A Thousand Splendid Suns

Khaled Hosseini’s The Kite Runner was one of those books that everyone was reading – and deservedly. It is a wonderful book, epic is scope and clever in its structure. A Thousand Splendid Suns therefore has a very tough act to follow. Many people would have read it simply because of it’s predecessor.

A Thousand Splendid Suns is a very different book to The Kite Runner. This book is about women for a start, and it has a shifting narrative. It is also a bit of an homage to Afghanistan in better times – the scene in the countryside with the Buddhas really is wonderful.

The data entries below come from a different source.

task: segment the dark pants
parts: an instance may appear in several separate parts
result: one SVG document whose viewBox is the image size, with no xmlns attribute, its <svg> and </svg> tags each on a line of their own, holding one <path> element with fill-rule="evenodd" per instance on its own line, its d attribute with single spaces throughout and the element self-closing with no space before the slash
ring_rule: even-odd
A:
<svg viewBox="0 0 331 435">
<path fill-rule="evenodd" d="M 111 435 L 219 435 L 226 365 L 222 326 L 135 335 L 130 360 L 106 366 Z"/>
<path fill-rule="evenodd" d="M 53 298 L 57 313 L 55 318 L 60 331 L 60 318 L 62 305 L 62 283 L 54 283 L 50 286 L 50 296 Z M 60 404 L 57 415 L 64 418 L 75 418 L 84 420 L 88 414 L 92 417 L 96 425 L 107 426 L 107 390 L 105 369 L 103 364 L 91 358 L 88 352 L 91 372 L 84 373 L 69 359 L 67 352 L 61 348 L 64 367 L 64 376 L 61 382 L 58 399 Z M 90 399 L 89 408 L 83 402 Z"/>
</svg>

We start with Mariam, the illegitimate child of a local businessman in Herat, Afghanistan. When Mariam’s mother dies, she is married of to Rasheed, a much older man she has never met before, who takes her to live in Kabul. While we don’t expect any grand love story, initially we feel Rasheed may be kind towards Mariam, but her inability to carry a pregnancy to term brings out his innate brutality.

The narrative shifts time and perspective here. Laila, a neighbour of Mariam’s is left orphaned and decides to accept Rasheed’s marriage proposal to protect herself and a dangerous secret. Mariam initially resents Laila immensely, especially when she announces her pregnancy – the one thing Mariam wants more than anything but cannot have. But eventually, the two are brought together almost because of the brute they are both tied to. And as the situation in Afghanistan worsens, so too does the situation within their home. Rasheed exerts more and more power of the women, and Laila, the warrior fights back. Mariam, the carer is also eventually forced to fight to protect those she loves.

There is a devastating climax, but one that reinforces the power of real love and a woman’s ability to endure. It is quite a feminist text in many ways, really.

In making the inevitable comparison, readers would have to conclude that A Thousand Splendid Suns is not as good as The Kite Runner, although it is good. The relationship between the two women is wonderful, as is the “wake up” call you inevitably receive from reading such as text – it really makes you value the freedom of lifestyle we have. I do have a few small complaints though. I really enjoyed Part One with Mariam’s story, and never really felt like her voice came through as strongly in the rest of the text. It took me a while to relate to Laila because of this. Also, I could have done without the final few chapters in which everything is wrapped up a little too neatly. Sometimes, a bit if uncertainty in a bad situation is a more realistic ending.